These days, pro soccer in America plays by the same rules as everyone else in the world. That wasn't always the case, though — not in the old North American Soccer League, and not in the early days of Major League Soccer. Both leagues refused to trust Americans to enjoy soccer by its worldwide rules, so they tried to make a few tweaks.
Looking back, it's hard to believe that the changes ever got approved.
When MLS launched in 1996, it had borrowed some of the NASL's strangest rules, in the hopes of getting the attention of American fans. Chief among them was the penalty shootout at the end of every tied game, to ensure a winner. But not just a traditional penalty-kick shootout from a fixed spot. Instead, shooters lined up 35 yards from the goal, simulating a breakaway situation.
In practice, this led to goalkeepers and forwards running pell-mell at each other, followed by a brief moment of a player trying to shoot around the onrushing keeper. Its excitement was debatable; its potential for injuries wasn't, as the two players often careened into each other. The shootout was, thankfully, abandoned after the 1999 season.

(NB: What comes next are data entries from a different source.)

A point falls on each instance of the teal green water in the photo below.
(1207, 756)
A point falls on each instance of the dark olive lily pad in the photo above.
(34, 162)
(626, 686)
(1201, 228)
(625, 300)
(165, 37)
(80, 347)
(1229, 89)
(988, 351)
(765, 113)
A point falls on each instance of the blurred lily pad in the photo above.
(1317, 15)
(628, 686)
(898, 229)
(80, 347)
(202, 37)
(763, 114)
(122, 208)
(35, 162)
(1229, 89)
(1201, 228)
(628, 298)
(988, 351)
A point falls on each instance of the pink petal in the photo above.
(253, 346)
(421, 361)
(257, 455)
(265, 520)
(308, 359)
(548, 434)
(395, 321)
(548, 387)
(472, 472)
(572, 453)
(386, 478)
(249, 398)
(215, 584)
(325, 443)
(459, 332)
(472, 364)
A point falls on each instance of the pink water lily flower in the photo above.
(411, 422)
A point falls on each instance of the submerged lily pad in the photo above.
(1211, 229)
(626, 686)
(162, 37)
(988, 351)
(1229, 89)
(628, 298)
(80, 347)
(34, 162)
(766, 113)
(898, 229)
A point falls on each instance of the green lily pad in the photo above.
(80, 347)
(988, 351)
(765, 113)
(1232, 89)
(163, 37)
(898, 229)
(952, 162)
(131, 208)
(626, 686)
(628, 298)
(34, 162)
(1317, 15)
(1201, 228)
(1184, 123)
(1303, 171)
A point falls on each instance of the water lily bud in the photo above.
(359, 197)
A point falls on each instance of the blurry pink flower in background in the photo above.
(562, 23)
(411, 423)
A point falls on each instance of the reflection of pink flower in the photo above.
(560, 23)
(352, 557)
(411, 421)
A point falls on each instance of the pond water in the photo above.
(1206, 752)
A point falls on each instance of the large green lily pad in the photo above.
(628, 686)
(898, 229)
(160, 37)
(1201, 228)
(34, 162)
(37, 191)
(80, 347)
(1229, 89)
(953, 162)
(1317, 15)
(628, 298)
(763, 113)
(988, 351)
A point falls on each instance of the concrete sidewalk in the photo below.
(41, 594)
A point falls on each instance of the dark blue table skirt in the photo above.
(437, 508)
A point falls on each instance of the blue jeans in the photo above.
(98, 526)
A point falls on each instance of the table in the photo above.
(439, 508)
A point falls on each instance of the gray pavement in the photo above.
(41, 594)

Another rule change involved the clock, which counted down to zero rather than the traditional soccer clock, which counted up to 45:00. This mostly gave teams a renewed incentive to try to run out the clock if they were leading, since the referee couldn't punish time-wasting by adding stoppage time onto the end of the half or the game. Not surprisingly, giving teams a reason to slow down the game did not prove to be popular.
Perhaps the goofiest MLS-specific rule was a slight tweak to the rule that limits teams to three substitutions. MLS introduced a fourth substitution that was only allowed to be used for the goalkeeper. The rule died an ignominious death when coaches — chief among them current LAFC boss Bob Bradley — figured out that all they had to do was swap their keeper with another player who was already on the field, sub in a player for the new "goalkeeper," and then have the actual goalkeeper move back into the net.
There were other changes that some of the league's founding fathers wanted to make, such as introducing much bigger nets. By 2003, MLS had finally figured out that what American fans really wanted was the kind of soccer they saw on TV in Mexico and Europe, and in the World Cup.
The end of the goofy rules changes was the beginning of the modern era of MLS, when the league wasn't afraid of draws or stoppage time, and let the soccer sell itself. Hopefully, the league's success since has also put an end to the desire of American soccer executives to make wholesale changes to the sport as a whole.